Vielleicht kann heute insbesondere auch Donald Trump vor diesem Hintergrund verstanden werden – gerade in dem Moment, wo er bemüht ist den demokratischen Repräsentationsmechanismus zu unterminieren. Gegen die heterogene Repräsentation des Volkes in den zwei parlamentarischen Kammern reklamiert Trump die Repräsentation einer spontan auftretenden Einheit des Volkes, die die zerfaserte und ungleichzeitige Repräsentation von „House“ und „Senat“ übertrumpft. Der Anspruch, „ein“ Volk zu repräsentieren, kann dabei durchaus in Widerspruch zur realen zahlenmäßigen Majorität in einer Wahl geraten. Letztlich ist dieser Konflikt schon in Rousseaus Unterscheidung der volonté de tous und der volonté générale angelegt, die letztlich eine Art transzendentales Gespür für das nicht offen zutage liegende Allgemeininteresse jenseits der manifesten Interessensunterschiede und -summen bedarf. Dies markiert genau die Anfälligkeit der Reklamation des „Volkswillens“ für autoritäre Kaperungen. Letztlich ist es nur folgerichtig, dass die Republikaner bestrebt sind, sich „ihr“ Volk selbst auszusuchen. Wenn Trump Präsident „von Volksgnaden“ (Marx 2007: 27) ist, muss die repräsentierte Einheit des Volkes möglichst nicht nur symbolisch gestiftet, sondern elektoral simuliert werden. Der Ausschluss der störenden „Elemente“ aus der Wählerschaft ist nur die konsequente Fortsetzung davon, dass diese – als Abweichungen der suggerierten Einheit – für die präsidentielle Einheitsfiktion ohnehin nicht zählen.

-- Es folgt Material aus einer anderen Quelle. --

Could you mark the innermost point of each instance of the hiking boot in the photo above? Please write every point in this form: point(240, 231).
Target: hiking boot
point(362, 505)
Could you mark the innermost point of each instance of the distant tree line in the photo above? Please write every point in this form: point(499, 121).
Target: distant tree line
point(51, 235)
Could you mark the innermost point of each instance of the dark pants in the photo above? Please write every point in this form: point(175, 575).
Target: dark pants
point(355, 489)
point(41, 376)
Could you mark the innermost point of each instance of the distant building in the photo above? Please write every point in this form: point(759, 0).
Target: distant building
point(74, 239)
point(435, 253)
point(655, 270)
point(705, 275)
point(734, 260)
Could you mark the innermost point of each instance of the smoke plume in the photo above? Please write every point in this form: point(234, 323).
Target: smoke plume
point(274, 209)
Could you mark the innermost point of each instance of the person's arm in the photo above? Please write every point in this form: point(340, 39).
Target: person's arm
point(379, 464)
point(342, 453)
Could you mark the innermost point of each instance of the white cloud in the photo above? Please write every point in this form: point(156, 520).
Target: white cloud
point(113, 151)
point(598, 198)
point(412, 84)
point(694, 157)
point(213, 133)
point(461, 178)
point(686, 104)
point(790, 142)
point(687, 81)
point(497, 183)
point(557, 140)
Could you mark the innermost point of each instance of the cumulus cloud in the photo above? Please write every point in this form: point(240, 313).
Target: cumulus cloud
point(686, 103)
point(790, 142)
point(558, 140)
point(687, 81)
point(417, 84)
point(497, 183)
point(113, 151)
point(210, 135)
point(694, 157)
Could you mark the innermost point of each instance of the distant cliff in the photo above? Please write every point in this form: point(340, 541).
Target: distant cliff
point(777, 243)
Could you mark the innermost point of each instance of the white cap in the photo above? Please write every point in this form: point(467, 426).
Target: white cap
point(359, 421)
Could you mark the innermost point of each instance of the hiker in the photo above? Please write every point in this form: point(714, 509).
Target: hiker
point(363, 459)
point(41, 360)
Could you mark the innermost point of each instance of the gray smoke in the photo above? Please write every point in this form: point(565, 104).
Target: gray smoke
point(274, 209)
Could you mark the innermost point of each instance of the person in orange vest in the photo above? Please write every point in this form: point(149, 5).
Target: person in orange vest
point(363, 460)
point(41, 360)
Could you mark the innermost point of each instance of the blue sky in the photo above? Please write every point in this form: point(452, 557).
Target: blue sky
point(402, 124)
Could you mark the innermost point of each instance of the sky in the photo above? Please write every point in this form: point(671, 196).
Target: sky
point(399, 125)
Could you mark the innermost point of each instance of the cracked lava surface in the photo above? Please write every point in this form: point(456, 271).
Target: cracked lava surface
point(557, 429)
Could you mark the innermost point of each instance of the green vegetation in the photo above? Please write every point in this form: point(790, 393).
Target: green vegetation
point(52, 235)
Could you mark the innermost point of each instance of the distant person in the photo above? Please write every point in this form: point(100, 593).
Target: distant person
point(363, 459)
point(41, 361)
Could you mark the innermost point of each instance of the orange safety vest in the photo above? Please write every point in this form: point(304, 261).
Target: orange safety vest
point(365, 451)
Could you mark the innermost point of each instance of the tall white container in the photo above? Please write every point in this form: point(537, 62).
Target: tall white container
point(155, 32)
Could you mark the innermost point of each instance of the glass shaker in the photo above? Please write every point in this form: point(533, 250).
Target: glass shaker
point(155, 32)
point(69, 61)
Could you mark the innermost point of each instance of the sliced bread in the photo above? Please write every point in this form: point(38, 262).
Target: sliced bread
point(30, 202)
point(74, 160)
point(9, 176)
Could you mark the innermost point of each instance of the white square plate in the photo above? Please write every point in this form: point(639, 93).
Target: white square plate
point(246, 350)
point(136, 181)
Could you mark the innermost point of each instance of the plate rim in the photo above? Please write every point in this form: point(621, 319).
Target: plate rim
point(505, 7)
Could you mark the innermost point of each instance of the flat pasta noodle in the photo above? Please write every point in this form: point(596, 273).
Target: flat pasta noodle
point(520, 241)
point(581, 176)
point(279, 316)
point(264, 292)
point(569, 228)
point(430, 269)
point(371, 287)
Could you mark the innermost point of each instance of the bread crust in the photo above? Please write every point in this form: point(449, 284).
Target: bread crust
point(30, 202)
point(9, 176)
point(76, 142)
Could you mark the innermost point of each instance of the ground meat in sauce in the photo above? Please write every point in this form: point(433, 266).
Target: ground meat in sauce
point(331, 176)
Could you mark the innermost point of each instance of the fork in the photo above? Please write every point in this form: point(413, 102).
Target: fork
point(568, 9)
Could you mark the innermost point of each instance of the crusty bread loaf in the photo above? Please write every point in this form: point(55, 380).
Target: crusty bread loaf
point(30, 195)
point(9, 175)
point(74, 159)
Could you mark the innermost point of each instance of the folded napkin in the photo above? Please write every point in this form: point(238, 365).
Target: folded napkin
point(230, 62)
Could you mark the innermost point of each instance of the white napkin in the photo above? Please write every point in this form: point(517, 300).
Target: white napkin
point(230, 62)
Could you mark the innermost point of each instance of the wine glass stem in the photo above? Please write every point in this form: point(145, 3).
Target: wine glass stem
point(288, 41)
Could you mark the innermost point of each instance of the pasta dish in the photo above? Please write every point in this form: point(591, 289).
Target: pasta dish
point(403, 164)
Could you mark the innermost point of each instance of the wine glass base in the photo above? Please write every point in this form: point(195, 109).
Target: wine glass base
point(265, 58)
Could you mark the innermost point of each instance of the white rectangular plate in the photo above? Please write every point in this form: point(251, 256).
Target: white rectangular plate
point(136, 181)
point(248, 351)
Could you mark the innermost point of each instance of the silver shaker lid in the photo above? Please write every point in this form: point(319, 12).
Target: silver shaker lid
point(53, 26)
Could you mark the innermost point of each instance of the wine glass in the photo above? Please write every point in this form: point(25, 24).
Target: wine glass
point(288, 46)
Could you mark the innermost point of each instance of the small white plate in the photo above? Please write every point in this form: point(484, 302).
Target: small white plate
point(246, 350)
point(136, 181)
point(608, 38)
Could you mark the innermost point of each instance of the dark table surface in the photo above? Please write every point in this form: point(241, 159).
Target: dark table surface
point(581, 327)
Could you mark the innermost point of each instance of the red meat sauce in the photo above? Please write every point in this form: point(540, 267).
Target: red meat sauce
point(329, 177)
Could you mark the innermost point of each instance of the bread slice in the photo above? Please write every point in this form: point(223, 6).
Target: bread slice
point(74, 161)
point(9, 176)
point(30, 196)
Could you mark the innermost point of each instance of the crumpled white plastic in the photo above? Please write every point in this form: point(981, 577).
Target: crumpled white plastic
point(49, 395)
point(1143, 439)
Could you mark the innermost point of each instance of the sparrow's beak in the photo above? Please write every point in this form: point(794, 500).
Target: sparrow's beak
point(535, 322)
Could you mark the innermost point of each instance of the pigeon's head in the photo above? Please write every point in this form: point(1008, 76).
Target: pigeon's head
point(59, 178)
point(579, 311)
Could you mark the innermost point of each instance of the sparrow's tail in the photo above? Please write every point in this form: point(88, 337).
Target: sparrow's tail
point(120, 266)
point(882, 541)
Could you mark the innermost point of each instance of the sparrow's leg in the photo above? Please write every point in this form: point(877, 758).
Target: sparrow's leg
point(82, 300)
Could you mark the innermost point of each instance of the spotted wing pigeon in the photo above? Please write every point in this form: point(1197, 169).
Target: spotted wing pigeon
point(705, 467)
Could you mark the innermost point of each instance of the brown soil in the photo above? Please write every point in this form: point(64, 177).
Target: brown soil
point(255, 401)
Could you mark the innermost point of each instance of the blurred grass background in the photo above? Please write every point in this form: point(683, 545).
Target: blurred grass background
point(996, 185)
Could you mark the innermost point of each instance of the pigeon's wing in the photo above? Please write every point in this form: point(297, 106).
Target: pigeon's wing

Nimmt man all dies ernst, dann liegt nahe, dass Trumps Dekonstruktion der Demokratie darum so gut funktioniert, weil sie einen institutionellen Grund hat. Und über ein Sieg über einzelne Personen hinaus, müsste eine politische Transformation auch die Institutionalisierung und Symbolisierung einer heterogenen Repräsentation anstreben, die es mit der Suggestion der Volkseinheit aufnehmen kann.

Literaturangaben

Marx, K. (2007): Der achtzehnte Brumaire des Louis Bonaparte. Kommentar von Hauke Brunkhorst, Frankfurt a. M.: Suhrkamp.